Any actions that you perform online will require you to digitally sign that action using the digital identity you are using. Since no-one but you is in control of that digital identity, only you can be credited with having performed the action.
Of course there is a lot of technology, specifically cryptography that underpins all this. There is a mathematically insignificant chance that anyone will be able to masquerade as you, or sign anything as you.
The technology is known as asymmetric key cryptography. Asymmetric because there are two dissimilar keys — a private key (which you hold) and a public key (which you can spread around like a business card).
Each identity you create consists of a private and a public key. There are two important things you can do.
- You can digitally sign something (a mathematical algorithm) using your private key, and anyone can validate that only the holder of the private key matching the specific public key performed the signature.
- Anyone can encrypt data using the data and your public key. Then only you will be able to decrypt that data using your private key.
The shiny new structure of user-controlled digital identity and authentication depends on a critical factor.
No-one must be able to steal your private keys, or intercept the process of any digital signature.
Imagine you were a merchant or a member of the nobility two hundred years ago. This would have equated to building a vault only you have access to, and storing the keys you unlock things with in the vault, along with the matching wax seals you use to sign and seal documents. You would have spent a tremendous amount of energy ensuring no-one but you could get into the vault.

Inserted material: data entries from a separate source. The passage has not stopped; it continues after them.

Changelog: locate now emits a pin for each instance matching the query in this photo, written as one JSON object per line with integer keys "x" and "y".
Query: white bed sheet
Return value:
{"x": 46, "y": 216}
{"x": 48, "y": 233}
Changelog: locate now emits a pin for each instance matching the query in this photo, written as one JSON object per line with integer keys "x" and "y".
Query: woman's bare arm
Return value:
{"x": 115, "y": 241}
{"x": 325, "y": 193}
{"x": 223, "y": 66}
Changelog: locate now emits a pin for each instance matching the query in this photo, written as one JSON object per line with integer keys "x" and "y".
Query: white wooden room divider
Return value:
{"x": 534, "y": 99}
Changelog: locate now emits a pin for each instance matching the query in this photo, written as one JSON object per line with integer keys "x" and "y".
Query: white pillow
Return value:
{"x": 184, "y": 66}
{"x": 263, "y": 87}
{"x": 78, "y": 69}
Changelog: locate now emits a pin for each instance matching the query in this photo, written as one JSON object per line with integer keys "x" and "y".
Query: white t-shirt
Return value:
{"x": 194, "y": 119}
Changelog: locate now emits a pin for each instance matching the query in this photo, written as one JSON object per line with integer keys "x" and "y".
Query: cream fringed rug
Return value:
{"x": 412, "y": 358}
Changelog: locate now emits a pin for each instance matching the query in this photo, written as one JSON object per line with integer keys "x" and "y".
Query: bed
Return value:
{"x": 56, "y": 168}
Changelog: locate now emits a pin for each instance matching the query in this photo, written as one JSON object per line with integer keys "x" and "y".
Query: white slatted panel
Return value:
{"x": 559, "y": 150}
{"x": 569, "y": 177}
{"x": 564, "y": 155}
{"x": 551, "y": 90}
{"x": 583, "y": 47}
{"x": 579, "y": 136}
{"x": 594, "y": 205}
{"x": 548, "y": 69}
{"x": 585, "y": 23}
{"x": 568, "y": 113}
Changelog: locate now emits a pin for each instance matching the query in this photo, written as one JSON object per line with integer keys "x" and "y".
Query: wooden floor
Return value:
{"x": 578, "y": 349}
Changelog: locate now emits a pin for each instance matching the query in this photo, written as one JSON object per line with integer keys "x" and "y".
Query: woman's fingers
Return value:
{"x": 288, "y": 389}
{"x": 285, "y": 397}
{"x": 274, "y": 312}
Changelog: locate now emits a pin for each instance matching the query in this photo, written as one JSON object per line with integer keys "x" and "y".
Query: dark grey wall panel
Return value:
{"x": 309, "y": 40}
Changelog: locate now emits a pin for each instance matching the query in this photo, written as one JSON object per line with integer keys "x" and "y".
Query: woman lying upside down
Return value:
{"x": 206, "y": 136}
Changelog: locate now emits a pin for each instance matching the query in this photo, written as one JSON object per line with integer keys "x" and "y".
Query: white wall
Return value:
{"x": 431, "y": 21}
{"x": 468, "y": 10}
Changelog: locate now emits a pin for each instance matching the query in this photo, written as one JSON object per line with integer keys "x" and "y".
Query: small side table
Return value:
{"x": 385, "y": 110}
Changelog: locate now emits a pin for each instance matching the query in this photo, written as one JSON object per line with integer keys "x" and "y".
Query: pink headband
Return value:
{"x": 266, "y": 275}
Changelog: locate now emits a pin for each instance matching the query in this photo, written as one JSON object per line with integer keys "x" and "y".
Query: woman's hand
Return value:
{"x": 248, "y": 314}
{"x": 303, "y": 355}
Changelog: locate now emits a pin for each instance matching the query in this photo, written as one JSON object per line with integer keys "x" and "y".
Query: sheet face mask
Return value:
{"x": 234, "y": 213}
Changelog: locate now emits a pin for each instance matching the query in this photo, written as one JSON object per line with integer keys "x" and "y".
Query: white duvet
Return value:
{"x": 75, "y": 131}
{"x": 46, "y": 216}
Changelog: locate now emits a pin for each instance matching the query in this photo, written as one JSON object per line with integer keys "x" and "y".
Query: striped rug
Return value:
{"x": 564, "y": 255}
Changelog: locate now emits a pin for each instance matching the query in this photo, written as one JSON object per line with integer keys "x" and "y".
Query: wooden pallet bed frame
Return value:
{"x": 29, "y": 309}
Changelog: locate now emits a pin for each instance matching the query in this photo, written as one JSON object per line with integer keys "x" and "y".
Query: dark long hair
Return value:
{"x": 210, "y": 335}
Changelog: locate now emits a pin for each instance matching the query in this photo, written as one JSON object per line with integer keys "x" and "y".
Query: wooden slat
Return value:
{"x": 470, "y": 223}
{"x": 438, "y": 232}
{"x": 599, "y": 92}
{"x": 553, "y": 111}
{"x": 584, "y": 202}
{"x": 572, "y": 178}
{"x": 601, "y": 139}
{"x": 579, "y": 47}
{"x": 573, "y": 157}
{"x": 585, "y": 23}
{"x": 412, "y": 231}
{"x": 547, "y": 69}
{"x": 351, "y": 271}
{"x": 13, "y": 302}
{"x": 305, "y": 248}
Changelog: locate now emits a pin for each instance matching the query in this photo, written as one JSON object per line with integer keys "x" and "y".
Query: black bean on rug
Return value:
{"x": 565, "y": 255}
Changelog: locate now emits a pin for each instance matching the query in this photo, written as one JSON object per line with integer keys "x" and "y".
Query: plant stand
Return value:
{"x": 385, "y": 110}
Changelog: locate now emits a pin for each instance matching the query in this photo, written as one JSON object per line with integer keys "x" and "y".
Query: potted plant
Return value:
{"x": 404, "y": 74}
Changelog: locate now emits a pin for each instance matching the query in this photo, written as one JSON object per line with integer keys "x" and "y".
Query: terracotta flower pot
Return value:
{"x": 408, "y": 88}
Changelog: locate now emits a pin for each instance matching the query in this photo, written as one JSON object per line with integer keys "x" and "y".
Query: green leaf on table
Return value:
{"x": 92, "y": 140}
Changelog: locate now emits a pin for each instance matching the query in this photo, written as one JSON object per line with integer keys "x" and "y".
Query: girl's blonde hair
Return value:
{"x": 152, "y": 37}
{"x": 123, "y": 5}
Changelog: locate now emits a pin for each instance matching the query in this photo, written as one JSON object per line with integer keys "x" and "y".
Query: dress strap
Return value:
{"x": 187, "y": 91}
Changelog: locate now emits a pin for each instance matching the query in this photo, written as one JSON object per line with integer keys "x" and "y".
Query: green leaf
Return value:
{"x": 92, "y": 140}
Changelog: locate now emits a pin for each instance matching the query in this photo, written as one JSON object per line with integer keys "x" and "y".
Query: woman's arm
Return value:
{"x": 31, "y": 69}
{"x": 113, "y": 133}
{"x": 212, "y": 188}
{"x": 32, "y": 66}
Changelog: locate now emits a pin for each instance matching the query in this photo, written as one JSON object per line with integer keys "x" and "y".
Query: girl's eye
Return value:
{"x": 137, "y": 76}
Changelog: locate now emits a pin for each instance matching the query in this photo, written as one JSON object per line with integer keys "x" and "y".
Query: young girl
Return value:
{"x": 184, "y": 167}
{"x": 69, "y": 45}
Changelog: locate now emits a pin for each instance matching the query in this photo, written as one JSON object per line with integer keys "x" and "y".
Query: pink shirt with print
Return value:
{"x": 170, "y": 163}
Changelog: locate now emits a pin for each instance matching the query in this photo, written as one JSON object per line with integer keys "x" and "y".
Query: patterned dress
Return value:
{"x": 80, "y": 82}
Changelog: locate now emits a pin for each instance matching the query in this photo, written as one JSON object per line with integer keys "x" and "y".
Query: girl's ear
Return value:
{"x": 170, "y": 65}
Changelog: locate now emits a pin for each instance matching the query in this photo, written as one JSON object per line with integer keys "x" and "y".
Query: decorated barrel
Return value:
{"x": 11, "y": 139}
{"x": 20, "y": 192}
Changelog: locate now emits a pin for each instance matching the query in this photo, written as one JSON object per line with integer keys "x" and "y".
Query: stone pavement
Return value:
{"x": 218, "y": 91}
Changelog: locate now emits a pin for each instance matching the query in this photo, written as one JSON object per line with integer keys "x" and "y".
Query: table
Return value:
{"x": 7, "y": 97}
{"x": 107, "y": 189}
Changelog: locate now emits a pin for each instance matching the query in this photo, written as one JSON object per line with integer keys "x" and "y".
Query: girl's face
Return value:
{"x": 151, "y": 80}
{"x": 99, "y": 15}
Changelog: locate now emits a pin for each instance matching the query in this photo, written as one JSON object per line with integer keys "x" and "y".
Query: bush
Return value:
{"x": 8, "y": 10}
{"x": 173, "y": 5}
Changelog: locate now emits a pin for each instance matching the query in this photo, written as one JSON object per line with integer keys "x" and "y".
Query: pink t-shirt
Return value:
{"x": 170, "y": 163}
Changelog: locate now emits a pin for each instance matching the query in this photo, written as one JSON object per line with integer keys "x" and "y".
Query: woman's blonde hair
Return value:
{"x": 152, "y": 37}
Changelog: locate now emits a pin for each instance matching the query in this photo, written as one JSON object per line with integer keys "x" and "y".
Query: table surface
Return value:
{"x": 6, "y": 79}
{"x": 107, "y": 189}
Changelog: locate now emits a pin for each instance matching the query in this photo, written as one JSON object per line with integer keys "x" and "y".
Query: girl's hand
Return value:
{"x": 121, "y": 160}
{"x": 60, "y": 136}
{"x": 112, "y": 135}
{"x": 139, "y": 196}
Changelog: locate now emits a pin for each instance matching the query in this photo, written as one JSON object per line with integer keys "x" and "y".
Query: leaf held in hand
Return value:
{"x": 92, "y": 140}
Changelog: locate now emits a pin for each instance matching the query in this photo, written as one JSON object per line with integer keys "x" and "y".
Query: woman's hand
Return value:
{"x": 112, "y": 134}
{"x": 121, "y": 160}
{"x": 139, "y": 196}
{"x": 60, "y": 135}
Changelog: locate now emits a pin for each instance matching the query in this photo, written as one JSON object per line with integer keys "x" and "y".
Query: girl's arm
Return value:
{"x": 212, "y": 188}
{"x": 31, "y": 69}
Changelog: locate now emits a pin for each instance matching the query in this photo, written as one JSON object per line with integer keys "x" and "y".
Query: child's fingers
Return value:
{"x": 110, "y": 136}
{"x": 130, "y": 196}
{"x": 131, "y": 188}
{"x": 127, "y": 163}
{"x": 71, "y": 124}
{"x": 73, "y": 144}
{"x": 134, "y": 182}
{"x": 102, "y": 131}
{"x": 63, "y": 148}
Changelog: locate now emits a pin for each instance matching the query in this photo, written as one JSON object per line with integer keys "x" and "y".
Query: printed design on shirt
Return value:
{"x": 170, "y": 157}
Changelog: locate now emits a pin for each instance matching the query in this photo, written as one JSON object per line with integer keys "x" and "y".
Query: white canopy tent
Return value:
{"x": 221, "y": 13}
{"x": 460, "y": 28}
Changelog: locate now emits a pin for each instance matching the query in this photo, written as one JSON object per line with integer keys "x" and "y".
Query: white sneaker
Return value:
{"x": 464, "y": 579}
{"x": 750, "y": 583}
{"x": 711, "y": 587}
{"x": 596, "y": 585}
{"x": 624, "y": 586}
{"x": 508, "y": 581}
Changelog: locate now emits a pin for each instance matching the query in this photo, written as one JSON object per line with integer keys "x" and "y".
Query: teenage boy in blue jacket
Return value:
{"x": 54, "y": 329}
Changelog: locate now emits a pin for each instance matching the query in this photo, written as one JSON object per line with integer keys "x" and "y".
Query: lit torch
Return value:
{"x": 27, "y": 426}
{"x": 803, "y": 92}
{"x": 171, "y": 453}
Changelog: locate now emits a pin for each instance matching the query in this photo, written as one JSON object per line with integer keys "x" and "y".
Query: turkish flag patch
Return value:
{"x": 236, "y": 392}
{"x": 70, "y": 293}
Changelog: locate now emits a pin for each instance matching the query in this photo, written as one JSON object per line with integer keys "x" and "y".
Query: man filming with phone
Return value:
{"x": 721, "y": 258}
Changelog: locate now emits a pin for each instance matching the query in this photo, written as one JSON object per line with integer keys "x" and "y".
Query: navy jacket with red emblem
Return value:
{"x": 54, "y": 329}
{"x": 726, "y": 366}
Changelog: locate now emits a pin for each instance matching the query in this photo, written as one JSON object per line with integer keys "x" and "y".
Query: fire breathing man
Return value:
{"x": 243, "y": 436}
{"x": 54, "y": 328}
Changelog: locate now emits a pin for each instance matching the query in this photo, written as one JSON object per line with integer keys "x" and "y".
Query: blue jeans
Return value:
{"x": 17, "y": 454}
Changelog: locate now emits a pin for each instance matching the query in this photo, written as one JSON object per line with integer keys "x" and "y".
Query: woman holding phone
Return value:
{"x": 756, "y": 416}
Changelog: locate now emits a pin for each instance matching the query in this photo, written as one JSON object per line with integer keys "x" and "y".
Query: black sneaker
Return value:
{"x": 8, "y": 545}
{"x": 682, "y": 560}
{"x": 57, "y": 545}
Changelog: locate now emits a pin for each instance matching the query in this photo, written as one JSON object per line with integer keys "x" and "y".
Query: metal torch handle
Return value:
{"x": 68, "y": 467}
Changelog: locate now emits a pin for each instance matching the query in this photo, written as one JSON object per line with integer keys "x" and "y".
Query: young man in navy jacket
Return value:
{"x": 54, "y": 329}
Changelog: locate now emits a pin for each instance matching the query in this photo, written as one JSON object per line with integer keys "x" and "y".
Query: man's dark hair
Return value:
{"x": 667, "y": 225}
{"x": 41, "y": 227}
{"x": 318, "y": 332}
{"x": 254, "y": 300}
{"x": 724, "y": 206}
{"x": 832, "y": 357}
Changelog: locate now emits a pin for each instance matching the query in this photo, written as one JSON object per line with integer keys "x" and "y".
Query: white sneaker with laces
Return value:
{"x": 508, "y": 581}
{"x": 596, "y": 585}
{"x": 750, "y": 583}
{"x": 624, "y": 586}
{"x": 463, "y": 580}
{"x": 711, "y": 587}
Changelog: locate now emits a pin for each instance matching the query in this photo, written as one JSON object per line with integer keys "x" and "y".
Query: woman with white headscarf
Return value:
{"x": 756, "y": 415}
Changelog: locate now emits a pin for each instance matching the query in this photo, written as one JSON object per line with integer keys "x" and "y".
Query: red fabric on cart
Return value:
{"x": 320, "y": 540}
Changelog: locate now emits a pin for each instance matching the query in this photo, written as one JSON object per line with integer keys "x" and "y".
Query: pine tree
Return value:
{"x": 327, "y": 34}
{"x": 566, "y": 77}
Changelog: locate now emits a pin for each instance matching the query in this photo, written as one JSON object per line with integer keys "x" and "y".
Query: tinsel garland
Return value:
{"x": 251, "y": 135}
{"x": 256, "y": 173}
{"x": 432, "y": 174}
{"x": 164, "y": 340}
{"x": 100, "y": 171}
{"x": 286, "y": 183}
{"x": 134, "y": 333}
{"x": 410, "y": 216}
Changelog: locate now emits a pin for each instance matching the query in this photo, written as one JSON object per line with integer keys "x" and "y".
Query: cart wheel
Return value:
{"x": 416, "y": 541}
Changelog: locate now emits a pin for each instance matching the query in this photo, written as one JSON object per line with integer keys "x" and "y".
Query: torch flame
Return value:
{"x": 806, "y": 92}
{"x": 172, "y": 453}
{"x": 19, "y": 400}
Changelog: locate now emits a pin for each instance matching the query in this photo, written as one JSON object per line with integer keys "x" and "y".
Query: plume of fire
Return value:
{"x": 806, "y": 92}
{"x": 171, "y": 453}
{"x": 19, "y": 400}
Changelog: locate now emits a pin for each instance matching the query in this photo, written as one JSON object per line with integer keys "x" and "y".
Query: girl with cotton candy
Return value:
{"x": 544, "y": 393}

Any intruder would have been able to unlock whatever your keys secured, or they could have signed and sealed instructions or contracts to defraud you.
In this new paradigm of user-controlled digital identity and authentication, the user requires a digital vault in which to:
- Securely store the private keys of any digital identities, and
- perform digital signatures without fear of surveillance or interception.
The success or failure of realizing a robust digital identity framework will eventually come down to a simple marketing truth.
WILL THE USER USE IT?
The answer lies in the most important factor for any product or service. Convenience.
Tools that use asymmetric key security have been around for a long time, and they have been used extensively by a small segment of the online community that were able to understand and navigate the complexities they entail.
To achieve ubiquitous use will require tools that are simple, yet provide the requisite security.